His main rival is likely to be Bandung mayor Ridwan Kamil, who ran as an independent in 2013 and later allied himself with PKS; he has now crossed over to the National Democrat Party (Nasdem), one of the other partners in Widodo’s ruling coalition.
Kamil, 45, a Muslim and US-trained architect, has won a reputation for turning Bandung into a so-called “smart city,” using an apps-based system to change the way it manages its transport and waste disposal.
A recent Indo Barometer survey of five potential West Java candidates had him leading Mizwar by 22% to 14%. Despite not being an official candidate, Kamil says he has already been the target of numerous false attacks based on religious issues.
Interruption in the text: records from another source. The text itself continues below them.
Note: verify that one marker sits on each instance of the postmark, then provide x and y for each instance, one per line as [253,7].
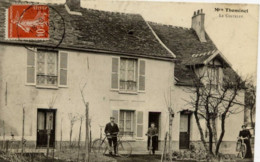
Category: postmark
[28,22]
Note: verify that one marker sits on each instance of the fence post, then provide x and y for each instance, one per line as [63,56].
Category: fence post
[23,131]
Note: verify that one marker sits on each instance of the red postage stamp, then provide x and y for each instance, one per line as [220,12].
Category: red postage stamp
[29,22]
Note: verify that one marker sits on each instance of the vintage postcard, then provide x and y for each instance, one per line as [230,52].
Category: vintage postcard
[122,81]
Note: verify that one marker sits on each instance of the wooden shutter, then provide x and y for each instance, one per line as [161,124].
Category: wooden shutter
[63,69]
[139,124]
[115,115]
[141,83]
[115,73]
[31,76]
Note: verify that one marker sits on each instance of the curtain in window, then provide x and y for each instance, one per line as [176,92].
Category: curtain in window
[121,124]
[49,120]
[41,121]
[47,68]
[128,121]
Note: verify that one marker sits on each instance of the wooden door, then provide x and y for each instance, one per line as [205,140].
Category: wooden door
[184,131]
[45,124]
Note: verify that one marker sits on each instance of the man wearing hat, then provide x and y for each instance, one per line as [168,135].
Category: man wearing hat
[111,131]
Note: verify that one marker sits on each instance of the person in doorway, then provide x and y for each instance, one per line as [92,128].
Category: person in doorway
[111,131]
[244,133]
[152,134]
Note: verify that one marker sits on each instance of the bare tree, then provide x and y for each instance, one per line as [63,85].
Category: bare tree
[250,100]
[214,99]
[73,118]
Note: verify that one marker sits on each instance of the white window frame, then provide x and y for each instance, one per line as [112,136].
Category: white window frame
[35,67]
[132,120]
[126,74]
[138,75]
[47,86]
[59,60]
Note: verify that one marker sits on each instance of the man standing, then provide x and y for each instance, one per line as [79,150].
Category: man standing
[111,131]
[152,134]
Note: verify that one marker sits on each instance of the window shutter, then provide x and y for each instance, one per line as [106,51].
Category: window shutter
[115,115]
[63,69]
[141,75]
[31,77]
[115,73]
[139,125]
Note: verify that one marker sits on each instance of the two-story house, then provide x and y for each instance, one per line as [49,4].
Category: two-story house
[125,66]
[197,56]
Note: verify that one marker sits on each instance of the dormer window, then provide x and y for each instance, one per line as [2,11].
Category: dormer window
[214,74]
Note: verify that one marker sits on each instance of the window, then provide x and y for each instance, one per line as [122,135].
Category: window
[126,122]
[47,68]
[128,74]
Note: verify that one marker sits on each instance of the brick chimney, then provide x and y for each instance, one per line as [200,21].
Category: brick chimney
[197,24]
[74,5]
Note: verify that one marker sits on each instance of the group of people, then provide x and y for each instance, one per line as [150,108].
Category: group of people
[112,131]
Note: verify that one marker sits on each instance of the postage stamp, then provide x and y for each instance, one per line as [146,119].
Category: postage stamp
[29,22]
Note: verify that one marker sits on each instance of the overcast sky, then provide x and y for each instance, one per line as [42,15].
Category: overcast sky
[236,38]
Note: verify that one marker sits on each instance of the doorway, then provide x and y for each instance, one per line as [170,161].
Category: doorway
[154,117]
[46,124]
[184,141]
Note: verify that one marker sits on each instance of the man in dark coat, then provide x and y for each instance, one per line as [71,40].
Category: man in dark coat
[246,134]
[111,131]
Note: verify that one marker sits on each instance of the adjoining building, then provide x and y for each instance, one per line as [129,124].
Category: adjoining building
[127,63]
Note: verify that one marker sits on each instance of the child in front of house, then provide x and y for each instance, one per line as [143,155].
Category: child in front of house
[152,133]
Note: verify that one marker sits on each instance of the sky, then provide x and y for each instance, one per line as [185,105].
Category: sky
[236,38]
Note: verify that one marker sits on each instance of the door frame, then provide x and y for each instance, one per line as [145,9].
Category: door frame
[54,124]
[189,113]
[158,126]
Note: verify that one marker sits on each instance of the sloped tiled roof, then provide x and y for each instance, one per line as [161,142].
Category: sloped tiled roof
[188,50]
[126,34]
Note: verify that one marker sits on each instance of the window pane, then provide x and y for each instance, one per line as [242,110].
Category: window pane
[122,69]
[128,115]
[49,120]
[128,125]
[30,75]
[30,57]
[52,63]
[40,62]
[63,77]
[63,60]
[40,120]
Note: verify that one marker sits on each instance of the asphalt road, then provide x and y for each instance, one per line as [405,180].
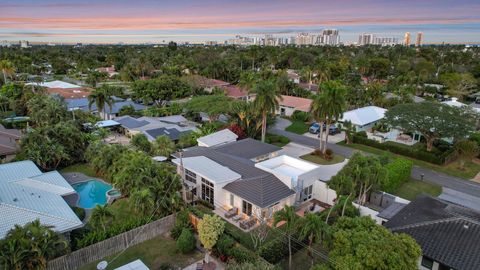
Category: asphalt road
[457,184]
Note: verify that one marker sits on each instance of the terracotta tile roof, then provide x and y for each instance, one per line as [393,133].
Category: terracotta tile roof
[300,104]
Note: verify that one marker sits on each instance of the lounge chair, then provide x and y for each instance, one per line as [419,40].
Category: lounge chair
[231,213]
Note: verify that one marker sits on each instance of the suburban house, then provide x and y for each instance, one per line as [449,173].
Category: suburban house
[64,89]
[249,177]
[447,233]
[27,194]
[217,138]
[152,127]
[109,70]
[290,104]
[110,112]
[364,119]
[9,142]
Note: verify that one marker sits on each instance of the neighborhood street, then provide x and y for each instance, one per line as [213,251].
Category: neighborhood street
[434,177]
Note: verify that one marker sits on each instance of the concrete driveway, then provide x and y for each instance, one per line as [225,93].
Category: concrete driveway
[331,138]
[295,150]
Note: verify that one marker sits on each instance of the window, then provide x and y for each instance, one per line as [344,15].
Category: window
[247,208]
[232,199]
[307,193]
[207,191]
[190,176]
[427,263]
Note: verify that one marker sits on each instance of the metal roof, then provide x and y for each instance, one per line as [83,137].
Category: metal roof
[364,116]
[447,233]
[27,194]
[220,137]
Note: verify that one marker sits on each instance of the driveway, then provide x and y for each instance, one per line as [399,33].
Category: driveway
[434,177]
[295,150]
[331,138]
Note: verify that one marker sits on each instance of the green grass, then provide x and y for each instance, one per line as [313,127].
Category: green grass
[80,168]
[471,169]
[298,127]
[319,160]
[411,189]
[154,253]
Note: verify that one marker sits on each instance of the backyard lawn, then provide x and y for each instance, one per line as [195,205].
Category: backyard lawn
[411,189]
[298,127]
[319,160]
[471,168]
[155,253]
[80,168]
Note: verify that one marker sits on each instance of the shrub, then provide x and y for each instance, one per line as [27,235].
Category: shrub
[405,150]
[300,116]
[399,171]
[186,241]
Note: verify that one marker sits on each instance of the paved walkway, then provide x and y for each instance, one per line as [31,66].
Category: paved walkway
[461,185]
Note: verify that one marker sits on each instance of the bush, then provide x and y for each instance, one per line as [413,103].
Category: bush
[405,150]
[399,171]
[186,241]
[300,116]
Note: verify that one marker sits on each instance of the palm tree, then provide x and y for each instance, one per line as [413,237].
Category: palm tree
[291,220]
[7,69]
[100,214]
[313,228]
[163,146]
[335,97]
[143,201]
[266,101]
[101,96]
[318,112]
In what may be a taste of things to come, one story circulated on social media claimed he had issued construction permits for 100 places of worship for non-Islamic religions during his four-year tenure, when the real figure he says was only five.
In a clear effort to burnish his Muslim credentials, Kamil circulated on Twitter a meeting he had with visiting Sheik Adil al Kalbani, a former imam of the Mecca Great Mosque.
Widodo took a hammering in West Java in 2014, losing by 4.6 million votes to Gerindra rival Prabowo Subianto, thanks largely to the latter’s support from the PKS and the like-minded United Development (PPP) parties.
The president-to-be picked up most of his votes along the northern coast, but took his worst hits in the south, particularly around Sukabumi and Tasikmalaya, where Darul Islam rebels fought to turn the newly-independent republic into an Islamic state from 1949-1962.
It was Widodo’s third heaviest loss behind the provinces of West Sumatra, West Nusa Tenggara and Gorantalo and came only a year after Heryawan was returned to office with 32.9% of the vote, ahead of PDI-P candidate Rieke Diah Pitaloka, who went on to win a seat in the 2014 legislative elections.

Pitaloka’s running mate, anti-graft campaigner Teten Masduki, became Widodo’s chief of staff in a late 2015 Cabinet reshuffle and remains in the post formerly held by current maritime coordinating minister Luhut Panjaitan, the president’s key political adviser.
Deciphering West Java politics is problematic. Heryawan and Mizwar came out ahead in 16 of the province’s 26 districts and municipalities.
Yet the hard-line Islamic PKS took only 13 of the 100 seats up for grabs in the legislative elections the following year, trailing PDI-P (22) and Golkar (16).
Three years later, sources close to the palace say Widodo sees West Java as a key electoral test case, despite being under mounting political pressure after his ally Purnama’s resounding defeat.
The last reliable poll, taken in March, showed Widodo with a 57.8% popularity rating, with only 21.7% saying they would vote against him if a presidential election was held now. The same poll had Prabowo well behind, but the retired general has proved before that he’s strong in the home straight and willing to play the religious card as needed.